Search code examples
clinuxsystems-programmingwaitpid

Systems programming: wait(&status)'s return value


While learning about forking and piping, I came across the following excellent tutorial: https://www.cs.rutgers.edu/~pxk/416/notes/c-tutorials/pipe.html

However, the tutorial goes into discussing how one can establish a pipe between 2 child processes that were spawned by the last parent. While it does a great job of that, a certain line of code has confounded me for a while:

while ((pid = wait(&status)) != -1) /* pick up all the dead children*/
    fprintf(stderr, "process %d exits with %d\n", pid, WEXITSTATUS(status));
exit(0);

I am really confused about wait(&status) (yes, I have read the man page at http://linux.die.net/man/2/wait). We just declare an int status, never really give it a value, and just pass it to wait. Is this status set transparently in the wait() function?

The man page says:

wait(): on success, returns the process ID of the terminated child; on error, -1 is returned.

So in the above lines of code, the while loop exits when wait(&status) returns -1. This is jarring: was there an error, and why?

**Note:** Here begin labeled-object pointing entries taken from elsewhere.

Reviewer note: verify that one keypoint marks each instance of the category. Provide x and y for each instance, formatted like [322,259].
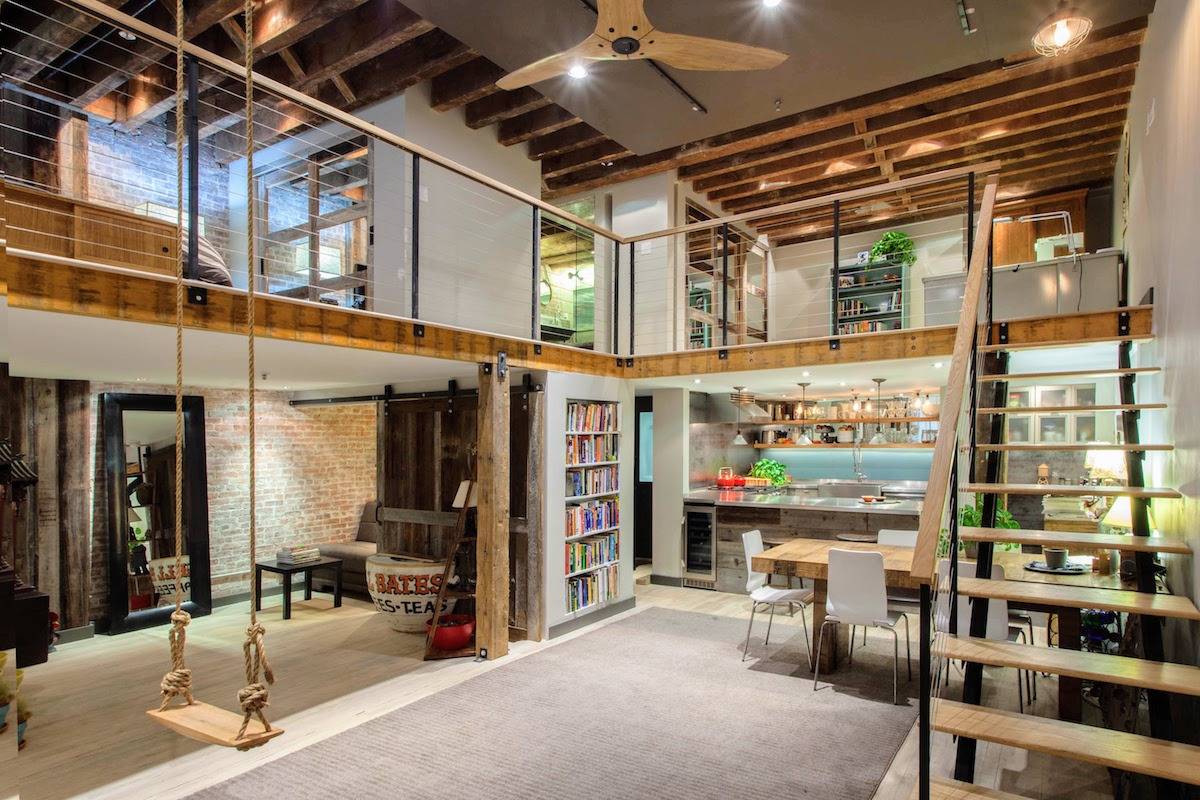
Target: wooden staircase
[1156,755]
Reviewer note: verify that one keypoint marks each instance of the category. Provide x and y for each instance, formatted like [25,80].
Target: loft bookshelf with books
[592,505]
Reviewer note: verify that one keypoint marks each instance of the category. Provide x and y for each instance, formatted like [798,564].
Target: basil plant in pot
[894,246]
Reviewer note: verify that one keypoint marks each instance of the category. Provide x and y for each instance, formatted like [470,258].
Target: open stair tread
[1074,445]
[1056,409]
[947,788]
[1125,751]
[1073,489]
[1071,596]
[1063,343]
[1181,679]
[1074,539]
[213,726]
[1069,373]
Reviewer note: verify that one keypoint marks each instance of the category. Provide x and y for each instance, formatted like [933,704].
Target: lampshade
[1105,464]
[1061,31]
[1121,515]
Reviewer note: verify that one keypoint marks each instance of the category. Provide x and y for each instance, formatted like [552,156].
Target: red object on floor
[454,631]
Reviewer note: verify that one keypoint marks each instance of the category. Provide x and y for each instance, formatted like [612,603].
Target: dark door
[643,480]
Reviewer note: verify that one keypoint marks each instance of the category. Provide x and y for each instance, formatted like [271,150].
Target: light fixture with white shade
[1062,31]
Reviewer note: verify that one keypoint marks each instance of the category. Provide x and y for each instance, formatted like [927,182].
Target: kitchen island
[786,515]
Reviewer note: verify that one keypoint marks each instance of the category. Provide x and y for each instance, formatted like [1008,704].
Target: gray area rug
[658,704]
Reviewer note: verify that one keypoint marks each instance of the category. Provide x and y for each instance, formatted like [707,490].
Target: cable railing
[353,215]
[939,524]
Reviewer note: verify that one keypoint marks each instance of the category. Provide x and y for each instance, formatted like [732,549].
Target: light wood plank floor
[339,668]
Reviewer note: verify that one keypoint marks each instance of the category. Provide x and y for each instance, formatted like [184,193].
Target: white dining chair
[763,594]
[997,626]
[857,595]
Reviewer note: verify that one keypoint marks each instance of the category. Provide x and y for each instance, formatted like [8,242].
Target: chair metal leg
[808,647]
[895,666]
[745,649]
[816,665]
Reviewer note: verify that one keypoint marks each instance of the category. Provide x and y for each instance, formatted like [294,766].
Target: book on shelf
[592,480]
[589,449]
[592,515]
[592,552]
[298,554]
[591,416]
[593,588]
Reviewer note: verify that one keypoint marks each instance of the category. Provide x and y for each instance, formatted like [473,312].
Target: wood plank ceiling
[1054,124]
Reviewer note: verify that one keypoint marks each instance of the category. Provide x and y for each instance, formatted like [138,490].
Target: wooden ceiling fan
[624,31]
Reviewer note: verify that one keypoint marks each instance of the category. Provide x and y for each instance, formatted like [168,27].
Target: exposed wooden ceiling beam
[559,142]
[465,84]
[895,98]
[49,37]
[537,122]
[503,106]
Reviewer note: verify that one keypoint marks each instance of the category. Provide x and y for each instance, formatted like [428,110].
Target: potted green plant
[894,246]
[772,470]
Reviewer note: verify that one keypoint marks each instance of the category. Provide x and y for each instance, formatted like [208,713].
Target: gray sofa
[354,554]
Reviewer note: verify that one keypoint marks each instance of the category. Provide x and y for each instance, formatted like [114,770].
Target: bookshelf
[592,505]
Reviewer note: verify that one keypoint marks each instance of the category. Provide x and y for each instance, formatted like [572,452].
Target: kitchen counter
[793,501]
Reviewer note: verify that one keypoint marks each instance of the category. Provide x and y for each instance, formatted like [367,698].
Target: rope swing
[196,720]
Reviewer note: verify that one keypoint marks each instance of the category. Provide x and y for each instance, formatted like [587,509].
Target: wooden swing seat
[213,726]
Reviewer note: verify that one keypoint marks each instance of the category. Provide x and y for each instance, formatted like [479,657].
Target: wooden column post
[492,475]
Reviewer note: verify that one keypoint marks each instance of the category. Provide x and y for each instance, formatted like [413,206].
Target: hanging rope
[253,696]
[178,681]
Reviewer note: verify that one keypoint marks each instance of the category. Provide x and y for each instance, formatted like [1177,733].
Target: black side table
[287,570]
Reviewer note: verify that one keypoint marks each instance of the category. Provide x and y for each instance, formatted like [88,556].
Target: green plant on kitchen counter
[894,245]
[772,470]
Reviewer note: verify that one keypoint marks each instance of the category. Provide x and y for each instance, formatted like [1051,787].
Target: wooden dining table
[809,559]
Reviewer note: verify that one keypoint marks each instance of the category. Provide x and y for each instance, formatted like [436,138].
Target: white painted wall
[1161,245]
[559,389]
[801,292]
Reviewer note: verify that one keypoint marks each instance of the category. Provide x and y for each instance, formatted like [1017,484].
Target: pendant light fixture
[1062,31]
[803,439]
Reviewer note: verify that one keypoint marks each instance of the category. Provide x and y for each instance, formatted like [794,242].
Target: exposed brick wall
[133,168]
[316,468]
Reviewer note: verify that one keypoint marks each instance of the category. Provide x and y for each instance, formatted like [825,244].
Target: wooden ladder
[465,500]
[1170,763]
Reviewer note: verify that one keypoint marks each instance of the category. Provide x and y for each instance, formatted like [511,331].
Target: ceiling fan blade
[687,52]
[618,18]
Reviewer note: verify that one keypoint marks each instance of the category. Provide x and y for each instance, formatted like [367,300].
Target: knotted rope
[178,681]
[253,696]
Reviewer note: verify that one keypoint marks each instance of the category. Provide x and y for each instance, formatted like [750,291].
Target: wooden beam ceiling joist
[573,138]
[465,84]
[903,98]
[502,106]
[538,122]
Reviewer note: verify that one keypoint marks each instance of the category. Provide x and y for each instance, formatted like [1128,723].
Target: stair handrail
[929,529]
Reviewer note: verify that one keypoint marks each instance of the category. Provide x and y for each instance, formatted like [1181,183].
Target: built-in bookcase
[592,547]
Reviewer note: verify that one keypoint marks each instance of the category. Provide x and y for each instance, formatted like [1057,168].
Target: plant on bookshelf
[592,530]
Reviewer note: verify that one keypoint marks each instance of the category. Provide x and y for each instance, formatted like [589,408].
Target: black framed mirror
[139,470]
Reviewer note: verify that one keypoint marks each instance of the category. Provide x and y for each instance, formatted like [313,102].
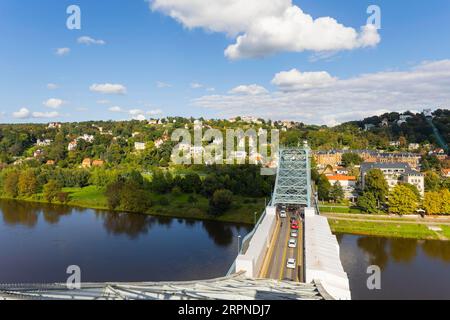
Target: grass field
[242,211]
[386,229]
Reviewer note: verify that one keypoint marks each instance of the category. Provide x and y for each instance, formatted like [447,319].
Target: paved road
[275,265]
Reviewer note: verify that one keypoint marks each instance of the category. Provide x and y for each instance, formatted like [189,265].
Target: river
[38,242]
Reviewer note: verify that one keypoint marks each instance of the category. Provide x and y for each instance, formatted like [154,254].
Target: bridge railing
[243,246]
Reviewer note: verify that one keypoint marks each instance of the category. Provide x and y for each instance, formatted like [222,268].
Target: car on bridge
[291,264]
[292,243]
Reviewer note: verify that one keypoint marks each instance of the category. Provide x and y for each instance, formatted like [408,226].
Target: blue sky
[181,45]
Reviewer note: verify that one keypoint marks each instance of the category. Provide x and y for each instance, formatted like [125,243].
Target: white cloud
[62,51]
[23,113]
[308,100]
[196,85]
[108,88]
[52,86]
[154,112]
[53,103]
[52,114]
[264,27]
[88,41]
[162,85]
[252,89]
[103,101]
[116,109]
[295,80]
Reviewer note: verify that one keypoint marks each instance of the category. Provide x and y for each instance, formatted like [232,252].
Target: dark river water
[38,242]
[410,269]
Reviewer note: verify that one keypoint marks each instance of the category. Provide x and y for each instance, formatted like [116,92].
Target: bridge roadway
[275,262]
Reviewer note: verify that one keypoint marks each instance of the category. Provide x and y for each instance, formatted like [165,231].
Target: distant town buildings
[395,173]
[43,143]
[333,158]
[139,146]
[348,184]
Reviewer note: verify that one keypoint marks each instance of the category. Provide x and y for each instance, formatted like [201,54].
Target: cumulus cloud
[88,41]
[155,112]
[53,103]
[62,51]
[162,85]
[116,109]
[295,80]
[23,113]
[108,88]
[264,27]
[252,89]
[304,98]
[52,86]
[196,85]
[52,114]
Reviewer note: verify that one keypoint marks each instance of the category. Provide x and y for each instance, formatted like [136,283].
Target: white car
[291,264]
[292,243]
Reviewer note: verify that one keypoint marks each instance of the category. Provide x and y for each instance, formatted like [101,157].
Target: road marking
[269,254]
[283,261]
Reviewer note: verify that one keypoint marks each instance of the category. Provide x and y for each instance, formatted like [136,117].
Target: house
[87,163]
[395,173]
[86,137]
[446,173]
[54,125]
[368,126]
[38,153]
[139,146]
[98,163]
[43,143]
[348,184]
[72,145]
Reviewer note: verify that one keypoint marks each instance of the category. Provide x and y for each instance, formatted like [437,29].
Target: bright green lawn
[384,229]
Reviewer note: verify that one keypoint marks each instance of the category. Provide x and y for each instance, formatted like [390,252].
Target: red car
[295,225]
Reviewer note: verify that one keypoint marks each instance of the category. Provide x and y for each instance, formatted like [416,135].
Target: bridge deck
[275,263]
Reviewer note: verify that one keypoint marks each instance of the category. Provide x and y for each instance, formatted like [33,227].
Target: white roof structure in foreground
[235,287]
[322,258]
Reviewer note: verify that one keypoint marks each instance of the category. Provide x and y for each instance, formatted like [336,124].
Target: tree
[402,200]
[323,188]
[432,181]
[337,192]
[220,201]
[377,185]
[191,183]
[28,184]
[113,194]
[437,202]
[351,159]
[133,198]
[368,202]
[10,184]
[415,190]
[51,190]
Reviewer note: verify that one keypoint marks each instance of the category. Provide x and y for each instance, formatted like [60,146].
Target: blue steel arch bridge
[260,271]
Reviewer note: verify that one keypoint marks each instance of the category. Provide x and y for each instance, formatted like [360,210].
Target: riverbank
[177,206]
[390,226]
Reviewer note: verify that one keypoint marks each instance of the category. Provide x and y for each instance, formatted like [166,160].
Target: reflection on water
[39,241]
[411,269]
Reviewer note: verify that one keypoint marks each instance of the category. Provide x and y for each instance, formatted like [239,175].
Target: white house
[139,146]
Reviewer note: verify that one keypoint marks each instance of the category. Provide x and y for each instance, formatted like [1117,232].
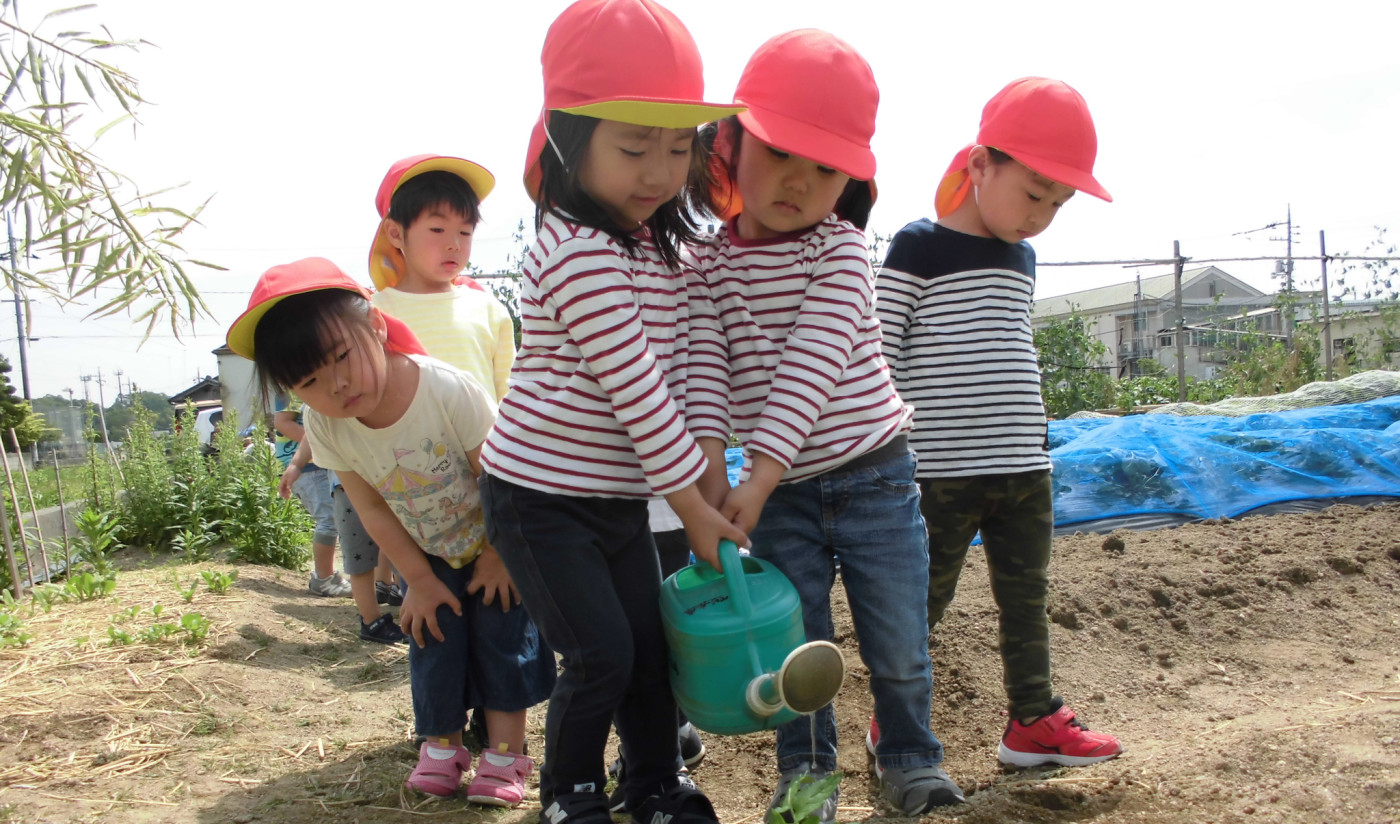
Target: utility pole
[1326,304]
[1290,298]
[101,412]
[1180,325]
[23,336]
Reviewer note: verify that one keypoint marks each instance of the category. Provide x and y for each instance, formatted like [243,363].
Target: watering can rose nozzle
[739,662]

How do we ensure that the parent keeps spinning until all its children terminate properly? What is 'status' anyway, and how is it set?

Edit: To add, the program does compile and run perfectly.


Solution

  • When you call wait(&status), the & says "take the address of" status.

    So, you're passing a pointer to status, and not its value.

    The wait routine will use this pointer to fill in status with a value before it returns. This is in addition to the function's return value.

    Thus, status will be valid after the call.

    The reason that you don't need to set status to anything before the call is that wait only sets a value and does not try to use the value beforehand.

    status contains a few things. Whether the child program exited normally (e.g. exit code 0, or with an error code of [say] 1). Whether the program was terminated by a signal (e.g. SIGSEGV). Whether the child was "stopped" [used by strace, gdb, and other debuggers]. If you look at the wait(2) manpage, there are a whole bunch of "helper" macros, such as, WIFEXITED, WEXITSTATUS, WIFSIGNALED, WTERMSIG, etc. that can help make sense of the status value

    As to the return value, -1 means error. But, the error [in the global errno] can be ECHILD. This just means there are no more children of the parent process remaining. (i.e.) The program has waited for and "reaped" all children that were previously fired up via fork.